Linh Dinh
Linh Dinh was born in Saigon, Vietnam in 1963, came to the U.S. in 1975, and has also lived in Italy and England. He is the author of two collections of stories, Fake House (Seven Stories Press 2000) and Blood and Soap (Seven Stories Press 2004), and the novel Love LIke Hate (Seven Stories Press, 2008). His collections of poetry include All Around What Empties Out (Tinfish 2003), American Tatts (Chax 2005), Borderless Bodies (Factory School 2006), Jam Alerts (Chax 2007), and A Mere Rica (Chax Press, 2017). A photo book chronicling his journeys across the United States was published as Postcards from the End of America (Seven Stories Press, 2017).

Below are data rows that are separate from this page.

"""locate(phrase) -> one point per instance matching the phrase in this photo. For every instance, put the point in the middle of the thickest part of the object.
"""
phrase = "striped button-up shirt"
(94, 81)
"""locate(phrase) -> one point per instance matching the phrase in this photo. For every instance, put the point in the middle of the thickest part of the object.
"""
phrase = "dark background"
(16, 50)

His work has been anthologized in several editions of Best American Poetry and Great American Prose Poems from Poe to the Present, among other places. Linh Dinh is also the editor of the anthologies Night, Again: Contemporary Fiction from Vietnam (Seven Stories Press 1996) and Three Vietnamese Poets (Tinfish 2001), and translator of Night, Fish and Charlie Parker, the poetry of Phan Nhien Hao (Tupelo 2006). He has also published widely in Vietnamese.
Dinh is the recipient of a Pew Foundation Grant, the David T. Wong Fellowship, a Lannan residency, and the Asian American Literary Award.